• Relative adrenal insufficiency [ Time Frame: 1 week ]
  

• Therapeutic failure [ Time Frame: 45 days ]
  
• Survival [ Time Frame: 45 days ]
  
• Variations in portal hypertension. [ Time Frame: 7 days ]
  
• Need for vasopressive drugs [ Time Frame: 45 days ]
  

Observational, prospective, open-label, in-patient study, that includes patients with upper gastrointestinal bleeding of variceal or peptic origin, and in patients with severe acute pancreatitis.

The adrenal function of every patient included will be evaluated in the first 24 hours of admission This assessment shall be performed using the corticotropin-stimulation short test (synacthen test), that includes serum and saliva determination of cortisol, in basal conditions and 30 and 60 minutes after the administration of 250 ug of corticotropin synthetic (Synacthen, Novartis Pharma AG, Basel, Switzerland).

The cortisol levels will be determined by competitive immunoassay using direct chemoluminescence technology (Bayer Corporation, Pittsburgh, PA, USA).

In patients with severe acute pancreatitis all of these determinations will be repeated at the third day of admission.

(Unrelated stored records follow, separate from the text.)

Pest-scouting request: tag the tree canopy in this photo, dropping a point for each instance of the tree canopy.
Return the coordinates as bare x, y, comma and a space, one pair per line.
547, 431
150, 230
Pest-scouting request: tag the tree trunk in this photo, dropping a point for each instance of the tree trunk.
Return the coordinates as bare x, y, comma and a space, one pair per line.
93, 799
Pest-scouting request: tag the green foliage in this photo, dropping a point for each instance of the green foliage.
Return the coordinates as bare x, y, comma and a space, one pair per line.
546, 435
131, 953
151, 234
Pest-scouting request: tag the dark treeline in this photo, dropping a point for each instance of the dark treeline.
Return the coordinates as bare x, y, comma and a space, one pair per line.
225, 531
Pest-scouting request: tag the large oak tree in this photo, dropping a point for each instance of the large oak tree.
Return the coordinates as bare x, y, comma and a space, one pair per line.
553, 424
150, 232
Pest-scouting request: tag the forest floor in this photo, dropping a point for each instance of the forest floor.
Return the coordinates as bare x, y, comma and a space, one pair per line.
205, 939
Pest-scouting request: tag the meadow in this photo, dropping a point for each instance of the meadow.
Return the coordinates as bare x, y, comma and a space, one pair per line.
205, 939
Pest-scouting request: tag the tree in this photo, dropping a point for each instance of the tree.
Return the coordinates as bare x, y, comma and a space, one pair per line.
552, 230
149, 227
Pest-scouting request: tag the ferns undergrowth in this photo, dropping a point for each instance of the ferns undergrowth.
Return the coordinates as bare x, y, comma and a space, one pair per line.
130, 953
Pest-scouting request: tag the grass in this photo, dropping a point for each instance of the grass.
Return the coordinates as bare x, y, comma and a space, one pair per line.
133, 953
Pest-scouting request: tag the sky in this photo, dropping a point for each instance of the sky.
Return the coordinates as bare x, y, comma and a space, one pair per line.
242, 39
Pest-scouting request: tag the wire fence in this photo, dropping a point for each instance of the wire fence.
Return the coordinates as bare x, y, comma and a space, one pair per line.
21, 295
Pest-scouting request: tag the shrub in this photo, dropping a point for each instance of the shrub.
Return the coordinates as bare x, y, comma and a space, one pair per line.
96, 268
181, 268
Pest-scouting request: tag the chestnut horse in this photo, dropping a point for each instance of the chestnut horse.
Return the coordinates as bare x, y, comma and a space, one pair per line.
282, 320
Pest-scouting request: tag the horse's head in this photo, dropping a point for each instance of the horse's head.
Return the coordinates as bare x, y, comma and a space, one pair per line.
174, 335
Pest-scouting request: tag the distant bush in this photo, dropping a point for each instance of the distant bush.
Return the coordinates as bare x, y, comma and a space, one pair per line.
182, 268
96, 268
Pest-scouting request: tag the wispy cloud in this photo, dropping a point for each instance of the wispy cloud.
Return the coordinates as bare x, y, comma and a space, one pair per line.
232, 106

Several other clinical and biochemical features will be recorded.

Patients admitted to our centre that meet inclusion criteria and do not meet exclusion criteria

Inclusion Criteria (one of the following):

• Presence of acute upper gastrointestinal bleeding (variceal or peptic) presence of hypovolemic shock (defined as a systolic blood pressure <100 mmHg coupled with a heart rate> 100 ppm), or Hb < 80 g / L;
• Acute pancreatitis (diagnosed by clinical, radiological and biochemical features)with severity criteria (At least one of the following: index of Ranson > 3, APACHE II > 8 or CPR> 120 mg/L, Balthazar CT grade E)

Exclusion Criteria:

• Age <18 years and >80 years.
• Pregnancy.
• Patient refusal to participate in the study.
• Prior corticosteroids treatment(oral or topical).
• Treatment during the 30 days prior to inclusion with any of the following drugs: contraception, etomidate, ketoconazole, rifampin or phenytoin.
• History of cranial trauma or surgery.
• Any malignancy in treatment or progression.
• HIV infection.
• Prior known adrenal pathology.
• Patients not eligible to any active treatment because the existence of any clinical condition considered terminal.
• Patients with associated traumatic blood loss, or any other extraintestinal source of active bleeding.
• Burns.
• Patients who have been previously included in this study.